🎉 Celebrating 25 Years of GameDev.net! 🎉

Not many can claim 25 years on the Internet! Join us in celebrating this milestone. Learn more about our history, and thank you for being a part of our community!

Where to put GUI when update and render are on separate threads?

Started by
9 comments, last by SyncViews 4 years, 2 months ago

Continuing on multithreading exploration, I can't figure out where the GUI should live in a nice way. Most GUI libraries just avoid threading entirely, the two I am aware of and suited for games, CEGUI, and ImGui included. At least with the provided rendering implementations.

I wasn't able to find any example code or really any questions on the topic (a few about multi-threading the UI itself, not what I want), and am wondering if I missed a simple solution to this?

Should the entire GUI (along with handling mouse/keyboard/etc. input) be with the rendering? Or with the update? Or should I somehow split my UI differently, maybe it lives separately from both somehow?

GUI in the render thread

Given that the OGL/D3D implementations in the libraries I looked at don't provide a simple means to split the logic from the actual rendering, the most obvious solution seems to be the entire thing should live in the render thread (including input handling).

Actions that will affect the game world are then sent over to the update thread to enact (which seems good practice anyway rather than directly manipulating game object/entity state, and this input layer can also be used for recordings, networking, etc.).

struct UnitAttackCommand // as part of some sort of union/variant collection
{
    std::vector<EntityId> selection;
    EntityId target;
};

The big catch is while implementing this into an actual project, I see that various aspects of the GUI (widgets/windows themselves, HUD stuff, game world overlays or floating elements like HP bars, labels, etc.) can end up wanting to read all sorts of state.

struct ProjectileRenderState
{
    const Sprite *spr; // actual image / pre-backed atlas entry, size, etc.
    Vector2F prev_pos, next_pos; // 2 points for interpolation in each state set
    float prev_dir, next_dir;
    // Note that there is nothing here about it's owner, target, AI (guided target prediction etc.). For more complex objects their is a lot of stuff referencing other entities, dynamically allocated collections, etc.
};

I wonder if I am just creating this entire issue for myself here where most games don't have one by trying to “over-optimise”.?

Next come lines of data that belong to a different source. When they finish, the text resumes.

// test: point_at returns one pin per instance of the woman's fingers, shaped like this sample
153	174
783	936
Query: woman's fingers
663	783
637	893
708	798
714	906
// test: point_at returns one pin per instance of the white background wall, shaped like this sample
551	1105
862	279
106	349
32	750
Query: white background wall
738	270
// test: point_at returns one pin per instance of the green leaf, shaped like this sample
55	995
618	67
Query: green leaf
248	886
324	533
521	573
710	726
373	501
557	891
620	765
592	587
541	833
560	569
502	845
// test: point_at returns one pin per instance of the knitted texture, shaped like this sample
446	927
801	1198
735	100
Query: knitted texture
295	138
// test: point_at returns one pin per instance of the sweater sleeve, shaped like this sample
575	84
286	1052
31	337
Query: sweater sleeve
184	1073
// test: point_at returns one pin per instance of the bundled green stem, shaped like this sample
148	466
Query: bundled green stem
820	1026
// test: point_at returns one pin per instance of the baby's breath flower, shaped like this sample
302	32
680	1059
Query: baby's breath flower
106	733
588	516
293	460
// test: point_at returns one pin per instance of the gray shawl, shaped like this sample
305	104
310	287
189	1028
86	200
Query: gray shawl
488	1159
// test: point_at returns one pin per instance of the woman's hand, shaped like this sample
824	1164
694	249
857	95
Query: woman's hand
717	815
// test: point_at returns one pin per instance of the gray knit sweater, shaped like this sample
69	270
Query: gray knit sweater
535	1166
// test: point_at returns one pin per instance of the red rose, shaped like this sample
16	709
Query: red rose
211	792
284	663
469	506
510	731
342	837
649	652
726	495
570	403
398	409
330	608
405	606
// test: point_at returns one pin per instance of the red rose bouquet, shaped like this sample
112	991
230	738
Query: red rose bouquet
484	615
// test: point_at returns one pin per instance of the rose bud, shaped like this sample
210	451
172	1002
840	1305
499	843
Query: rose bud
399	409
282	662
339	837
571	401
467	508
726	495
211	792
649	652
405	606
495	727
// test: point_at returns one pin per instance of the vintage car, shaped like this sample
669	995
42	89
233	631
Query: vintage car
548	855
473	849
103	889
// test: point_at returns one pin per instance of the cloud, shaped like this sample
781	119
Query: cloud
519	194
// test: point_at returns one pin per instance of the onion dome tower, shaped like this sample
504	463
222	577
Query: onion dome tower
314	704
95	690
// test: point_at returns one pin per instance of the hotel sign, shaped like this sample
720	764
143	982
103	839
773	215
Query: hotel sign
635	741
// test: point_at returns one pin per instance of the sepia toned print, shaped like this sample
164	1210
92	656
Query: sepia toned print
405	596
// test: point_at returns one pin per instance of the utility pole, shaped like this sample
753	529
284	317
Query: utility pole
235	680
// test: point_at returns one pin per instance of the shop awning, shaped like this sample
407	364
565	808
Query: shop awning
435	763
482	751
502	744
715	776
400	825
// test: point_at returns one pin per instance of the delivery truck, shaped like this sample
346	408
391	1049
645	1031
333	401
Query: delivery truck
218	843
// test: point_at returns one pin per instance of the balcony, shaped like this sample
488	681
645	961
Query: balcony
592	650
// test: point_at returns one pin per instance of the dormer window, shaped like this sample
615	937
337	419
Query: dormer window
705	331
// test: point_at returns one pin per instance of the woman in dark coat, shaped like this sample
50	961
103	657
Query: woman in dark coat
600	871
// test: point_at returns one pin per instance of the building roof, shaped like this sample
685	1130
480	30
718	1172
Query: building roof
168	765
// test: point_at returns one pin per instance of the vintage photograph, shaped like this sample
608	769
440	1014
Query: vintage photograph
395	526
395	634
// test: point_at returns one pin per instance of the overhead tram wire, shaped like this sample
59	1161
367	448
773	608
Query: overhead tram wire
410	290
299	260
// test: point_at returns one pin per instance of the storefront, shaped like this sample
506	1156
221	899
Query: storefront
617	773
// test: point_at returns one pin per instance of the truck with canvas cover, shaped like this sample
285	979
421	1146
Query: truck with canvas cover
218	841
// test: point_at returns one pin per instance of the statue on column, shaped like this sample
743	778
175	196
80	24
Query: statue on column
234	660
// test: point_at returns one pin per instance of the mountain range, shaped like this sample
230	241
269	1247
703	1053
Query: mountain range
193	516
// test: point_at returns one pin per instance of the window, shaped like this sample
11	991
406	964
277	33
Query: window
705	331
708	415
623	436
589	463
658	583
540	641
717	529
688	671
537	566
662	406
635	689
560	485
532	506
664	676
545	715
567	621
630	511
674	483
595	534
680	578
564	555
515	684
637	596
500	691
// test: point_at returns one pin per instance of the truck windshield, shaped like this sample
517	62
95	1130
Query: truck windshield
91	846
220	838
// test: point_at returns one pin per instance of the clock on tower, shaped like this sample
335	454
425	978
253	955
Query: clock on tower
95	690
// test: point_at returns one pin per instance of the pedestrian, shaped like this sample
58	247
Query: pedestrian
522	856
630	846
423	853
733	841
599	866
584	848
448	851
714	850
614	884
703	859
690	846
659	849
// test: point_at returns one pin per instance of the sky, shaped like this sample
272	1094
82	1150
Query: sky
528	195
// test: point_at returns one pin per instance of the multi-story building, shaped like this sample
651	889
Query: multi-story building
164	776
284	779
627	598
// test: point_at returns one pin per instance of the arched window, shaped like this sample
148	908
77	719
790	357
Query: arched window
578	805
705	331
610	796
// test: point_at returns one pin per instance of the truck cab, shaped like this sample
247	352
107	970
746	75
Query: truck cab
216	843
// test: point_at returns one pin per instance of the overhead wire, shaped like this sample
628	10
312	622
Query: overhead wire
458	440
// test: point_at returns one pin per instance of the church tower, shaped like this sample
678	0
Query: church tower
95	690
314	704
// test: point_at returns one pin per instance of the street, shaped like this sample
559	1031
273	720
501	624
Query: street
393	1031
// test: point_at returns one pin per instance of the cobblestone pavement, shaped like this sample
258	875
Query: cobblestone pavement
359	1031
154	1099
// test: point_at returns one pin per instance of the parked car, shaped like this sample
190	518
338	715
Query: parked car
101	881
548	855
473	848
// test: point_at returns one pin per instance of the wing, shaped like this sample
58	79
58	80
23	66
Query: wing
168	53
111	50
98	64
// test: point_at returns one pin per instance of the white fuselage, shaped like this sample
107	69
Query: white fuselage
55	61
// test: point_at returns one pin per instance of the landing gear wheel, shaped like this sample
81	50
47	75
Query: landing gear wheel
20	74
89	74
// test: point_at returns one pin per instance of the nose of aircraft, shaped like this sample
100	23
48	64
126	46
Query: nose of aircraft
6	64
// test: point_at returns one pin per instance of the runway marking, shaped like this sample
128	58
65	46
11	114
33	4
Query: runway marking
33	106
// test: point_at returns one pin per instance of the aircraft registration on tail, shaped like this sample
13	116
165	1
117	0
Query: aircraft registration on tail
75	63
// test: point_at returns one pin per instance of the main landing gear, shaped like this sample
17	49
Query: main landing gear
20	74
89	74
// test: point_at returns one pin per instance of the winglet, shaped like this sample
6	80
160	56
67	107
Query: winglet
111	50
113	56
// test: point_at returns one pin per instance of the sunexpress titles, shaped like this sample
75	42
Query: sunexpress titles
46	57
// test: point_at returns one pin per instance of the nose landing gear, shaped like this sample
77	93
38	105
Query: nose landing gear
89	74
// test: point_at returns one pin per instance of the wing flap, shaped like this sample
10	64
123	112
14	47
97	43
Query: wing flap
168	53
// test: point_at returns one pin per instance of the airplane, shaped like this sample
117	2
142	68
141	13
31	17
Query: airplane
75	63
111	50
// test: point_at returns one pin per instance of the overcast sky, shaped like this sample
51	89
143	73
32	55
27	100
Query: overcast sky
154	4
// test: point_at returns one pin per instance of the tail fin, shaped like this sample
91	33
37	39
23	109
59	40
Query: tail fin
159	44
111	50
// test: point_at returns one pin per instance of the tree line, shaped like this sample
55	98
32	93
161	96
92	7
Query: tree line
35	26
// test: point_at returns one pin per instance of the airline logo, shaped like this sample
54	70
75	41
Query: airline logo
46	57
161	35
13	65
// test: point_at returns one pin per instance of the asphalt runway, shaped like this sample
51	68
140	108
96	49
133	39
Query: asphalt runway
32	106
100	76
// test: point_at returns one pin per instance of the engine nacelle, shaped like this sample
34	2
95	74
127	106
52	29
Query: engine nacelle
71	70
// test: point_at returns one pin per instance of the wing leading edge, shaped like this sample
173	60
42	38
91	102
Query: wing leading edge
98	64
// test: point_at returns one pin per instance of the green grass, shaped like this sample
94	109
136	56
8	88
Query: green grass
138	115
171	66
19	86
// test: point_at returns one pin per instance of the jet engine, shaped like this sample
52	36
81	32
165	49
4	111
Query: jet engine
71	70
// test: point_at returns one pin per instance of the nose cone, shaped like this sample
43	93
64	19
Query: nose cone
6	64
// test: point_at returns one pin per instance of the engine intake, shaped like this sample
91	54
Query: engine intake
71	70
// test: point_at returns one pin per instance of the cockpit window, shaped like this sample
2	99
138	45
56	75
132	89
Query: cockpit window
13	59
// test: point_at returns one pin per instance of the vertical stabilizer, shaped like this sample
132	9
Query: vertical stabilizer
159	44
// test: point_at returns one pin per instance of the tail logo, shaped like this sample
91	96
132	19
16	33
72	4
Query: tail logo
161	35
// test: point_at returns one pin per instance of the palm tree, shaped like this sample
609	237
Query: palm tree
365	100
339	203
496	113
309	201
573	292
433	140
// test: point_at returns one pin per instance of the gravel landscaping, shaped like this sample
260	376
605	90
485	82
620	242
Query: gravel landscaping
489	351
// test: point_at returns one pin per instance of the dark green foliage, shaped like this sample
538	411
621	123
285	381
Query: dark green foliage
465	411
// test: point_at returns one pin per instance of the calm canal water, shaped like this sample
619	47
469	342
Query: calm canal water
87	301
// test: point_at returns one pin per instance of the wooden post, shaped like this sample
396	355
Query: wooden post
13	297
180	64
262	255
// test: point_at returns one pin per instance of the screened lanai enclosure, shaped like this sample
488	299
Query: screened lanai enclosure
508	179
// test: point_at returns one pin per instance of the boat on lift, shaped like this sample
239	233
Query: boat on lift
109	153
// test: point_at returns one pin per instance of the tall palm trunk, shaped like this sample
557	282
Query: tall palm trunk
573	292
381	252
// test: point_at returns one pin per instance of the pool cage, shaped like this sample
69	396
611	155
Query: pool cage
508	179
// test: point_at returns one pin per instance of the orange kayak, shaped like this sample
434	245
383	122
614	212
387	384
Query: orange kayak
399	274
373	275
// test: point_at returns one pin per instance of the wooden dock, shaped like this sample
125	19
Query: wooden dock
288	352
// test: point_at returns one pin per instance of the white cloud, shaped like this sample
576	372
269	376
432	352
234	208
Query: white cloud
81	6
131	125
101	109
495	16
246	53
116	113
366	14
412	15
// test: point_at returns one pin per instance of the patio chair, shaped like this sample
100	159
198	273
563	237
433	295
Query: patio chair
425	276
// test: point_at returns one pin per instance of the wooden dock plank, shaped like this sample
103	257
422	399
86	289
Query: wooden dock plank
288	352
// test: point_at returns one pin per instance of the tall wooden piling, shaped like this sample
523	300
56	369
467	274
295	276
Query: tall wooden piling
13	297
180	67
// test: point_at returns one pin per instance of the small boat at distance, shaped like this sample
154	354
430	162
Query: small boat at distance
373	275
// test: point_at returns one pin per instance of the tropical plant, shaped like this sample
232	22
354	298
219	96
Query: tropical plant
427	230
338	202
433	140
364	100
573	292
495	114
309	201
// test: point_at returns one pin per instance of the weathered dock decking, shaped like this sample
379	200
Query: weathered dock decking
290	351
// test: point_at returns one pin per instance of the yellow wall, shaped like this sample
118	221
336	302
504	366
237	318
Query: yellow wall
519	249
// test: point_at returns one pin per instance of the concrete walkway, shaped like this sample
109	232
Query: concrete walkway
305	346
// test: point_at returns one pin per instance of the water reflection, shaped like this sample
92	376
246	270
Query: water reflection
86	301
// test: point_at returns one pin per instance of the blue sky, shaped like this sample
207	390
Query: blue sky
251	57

Would it be normal to clone the entire game state over to the render thread on every update? Even information that would generally never be "visible” like stuff in different map regions, AI/command data, etc. just in case the UI needs it for something?
I avoided doing this because such a copy seemed pretty complex and expensive, especially with a lot of things containing dynamically sized collections and handling any references/pointers.

GUI in the update thread

The other idea was that the GUI lives in the update thread where it can read anything in the game, and sends over it's render data.

The catch this time being that most GUI libraries seem completely not designed to do this (and want to touch font, texture/image objects, etc. in many places, e.g. on creation, and then later for both layout and rendering), so I wonder if this is just a terrible idea? If this is a done thing, is there any open source example implementation of doing so?

Especially fonts/text, as well as complete stuff like ImGui, neither the DirectWrite or FreeType (both supporting at least some Unicode, loading glyphs on demand) text implementations I personally have around will handle the font issues easily it seems (maybe putting mutexes around such stuff, I suspect I will regret that however).

struct UiDrawText // and similar for images, gradients, etc. in a variant/union container
{
    Font *font;
    Vector2I pos;
    RectI clip;
    TextAlign align;
    Colour col;
    std::string text; // UTF-8, possibly need to do full layout in update thread and just pass a list of glyph positions, but thread saftey on that "Font" object seems a big issue
};

While seemingly simpler and better initially, having now made it mostly work, I am wondering if this was truly the wrong direction?

Advertisement

I recently tried my hand at making a multi-threaded version of the app that I'm working on. I make one worker thread that does the calculations, while the main thread handles the GUI.

A talk I recommend on and off is from GDC 2015 where Naguhty Dog talked about their parallel pipeline. TL;DR they are not strictly bound to render and update threads rather than spread all of the work to all available CPU cores.

I did something similar some time ago implementing my own fiber based job system (which is pretty usefull for multi-threaded programming) and had to solve putting my game loop onto it. I ended in the following scenario:

  • Having tasks performing updates for the ‘current’ state of the game where current is relative to when the task started
  • A completed update task is incrementing a state and awaits the end of the frame
  • The global game state used by the render task is preserved until a frame ends
  • Update tasks are just preparing their updatet data but not pushing them until the render task ends the frame
  • A signal is set that updates can be pushed and tasks awaiting start running
  • The render task awaits until the state reaches zero again (which signals that all updates are done) and starts the next frame

User-Input is collected in my event system and consumed by update tasks asynchronously to their update routine. Same for incoming network packages.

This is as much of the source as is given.